Occupational Therapists can assist children in many areas. OT's can address motor, cognitive, social, and sensory skills to ensure maximum independence with age appropriate activities. 'Occupation' as it relates to a child may include: play, participation at home and/or school, daily activities (i.e.: dressing, participation for meal time), and learning.
Occupational therapists work with a variety of conditions including (but not limited to) the following:
ADHD: These children may have trouble paying attention, controlling behaviors, and can be overly active. OT’s can implement suggestions and home modifications to help with behavior and suggest activities that help meet the activity demands that the child has. We can offer suggestions for school to help the child attend and offer modifications in the classroom to promote a positive learning environment.
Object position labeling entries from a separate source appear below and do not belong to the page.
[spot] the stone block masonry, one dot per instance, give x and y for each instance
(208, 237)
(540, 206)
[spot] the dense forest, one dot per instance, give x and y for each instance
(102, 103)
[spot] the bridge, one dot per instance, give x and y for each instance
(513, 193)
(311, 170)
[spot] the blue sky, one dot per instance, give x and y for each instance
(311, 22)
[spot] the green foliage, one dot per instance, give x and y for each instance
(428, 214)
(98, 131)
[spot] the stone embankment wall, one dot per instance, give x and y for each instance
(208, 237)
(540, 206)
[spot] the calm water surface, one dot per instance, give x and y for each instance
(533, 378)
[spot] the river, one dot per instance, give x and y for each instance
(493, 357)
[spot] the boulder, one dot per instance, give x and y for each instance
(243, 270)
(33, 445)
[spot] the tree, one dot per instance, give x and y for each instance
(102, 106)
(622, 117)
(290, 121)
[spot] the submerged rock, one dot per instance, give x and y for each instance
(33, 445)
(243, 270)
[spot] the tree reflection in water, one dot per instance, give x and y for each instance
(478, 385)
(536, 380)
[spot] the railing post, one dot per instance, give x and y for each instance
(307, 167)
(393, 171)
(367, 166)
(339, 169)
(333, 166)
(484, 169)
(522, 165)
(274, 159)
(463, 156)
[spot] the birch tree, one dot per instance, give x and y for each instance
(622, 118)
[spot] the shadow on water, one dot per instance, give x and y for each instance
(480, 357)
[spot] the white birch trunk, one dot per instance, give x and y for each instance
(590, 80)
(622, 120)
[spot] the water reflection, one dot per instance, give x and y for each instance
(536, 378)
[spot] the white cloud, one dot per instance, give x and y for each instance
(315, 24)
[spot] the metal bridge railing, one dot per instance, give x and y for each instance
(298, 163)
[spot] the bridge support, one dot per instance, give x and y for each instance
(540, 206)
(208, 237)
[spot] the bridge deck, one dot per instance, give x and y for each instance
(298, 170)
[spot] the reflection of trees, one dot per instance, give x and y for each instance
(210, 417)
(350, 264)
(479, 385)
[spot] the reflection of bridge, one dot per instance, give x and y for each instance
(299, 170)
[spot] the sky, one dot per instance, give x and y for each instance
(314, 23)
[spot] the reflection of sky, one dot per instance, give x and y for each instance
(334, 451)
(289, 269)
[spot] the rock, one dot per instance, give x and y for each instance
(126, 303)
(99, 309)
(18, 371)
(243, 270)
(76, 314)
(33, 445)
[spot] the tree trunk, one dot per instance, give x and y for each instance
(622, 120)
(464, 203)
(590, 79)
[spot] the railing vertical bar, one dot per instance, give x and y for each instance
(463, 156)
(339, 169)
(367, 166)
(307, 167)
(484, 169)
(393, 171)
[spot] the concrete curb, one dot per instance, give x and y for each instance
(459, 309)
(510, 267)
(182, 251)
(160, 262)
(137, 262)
Autism: Diagnosis of Autism is now at 1 in 68 children. This is a spectrum disorder and affects each individual differently. OT’s can support motor skill development, address sensory concerns, support social skill growth, and implement modifications to increase independence at home and school.
Sensory Processing Disorder: Sensory processing is the way in which you receive, process, and interpret sensory information (i.e. auditory input). Children with difficulties processing sensory information often respond inappropriately to sensory information. OT’s work on a neurological level to help your child process sensory information more appropriately. This is NOT done by desensitization; OT’s work with your child’s strengths and likes (in a playful setting) to slowly increase their threshold to non-preferred stimuli.
Down syndrome: Is a genetic condition affecting 1 in every 691 babies born in the US. OT’s support motor development (including fine and gross motor skills), assist in improving independence with self-care skills (i.e. feeding, dressing, etc), and provide support and modifications at home and in the classroom setting to ensure maximum independence.
Cerebral Palsy: Most signs of CP appear before a child reaches 3 years old and affect body movement and muscle coordination. OT’s offer strengthening and stretching to improve function and stability, assist in simplifying activities to increase independence with tasks, and support overall independence at home and school.
Infant Torticollis: Is a tightening of the muscles in the neck causing a tilted head or difficulty turning his/her head. OT’s facilitate stretching and movement to relieve the tension in the neck and support proper motor skill development (i.e. rolling, tolerating ‘tummy time’, crawling, etc).